2. Substitute the expression found in Step 1 into the other equation to obtain an equation in one variable.

3. Solve the equation obtained in Step 2.

4. Back-substitute the value obtained in Step 3 into the expression obtained in Step 1 to find the value of the other variable.

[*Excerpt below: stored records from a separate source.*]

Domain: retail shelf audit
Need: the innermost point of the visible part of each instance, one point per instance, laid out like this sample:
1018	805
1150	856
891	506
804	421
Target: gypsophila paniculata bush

5. Check that the solution satisfies each of the original equations.

Calculation:

Description	Steps
Label the given equation	$6x+5y=-3\to 1^{st}Equation$ $-x-\frac{5}{6}y=-7\to 2^{nd}Equation$
Add $\frac{5}{6}y$ on both sides of the 2nd equation	$-x-\frac{5}{6}y+\frac{5}{6}y=-7+\frac{5}{6}y$
Combine like terms in both sides	$-x=-7+\frac{5}{6}y$

Calculation (Continued):

Description	Steps
Multiply -1 throughout the equation	$x=7-\frac{5}{6}y$
Substitute $7-\frac{5}{6}y$ for $x$ in the 1st equation	$6\left(7-\frac{5}{6}y\right)+5y=-3$
Distribute 6 in left side of the equation	$6\cdot 7-6\cdot \frac{5}{6}y+5y=-3$
Simplify fraction in left side of the equation	$42-5y+5y=-3$
Combine like terms in left side of the equation	$42=-3$

Conclusion:

Since we end up with an equation that is not true, there is no solution to the given system of equation, if drawn the two lines will never meet and will be parallel to each other.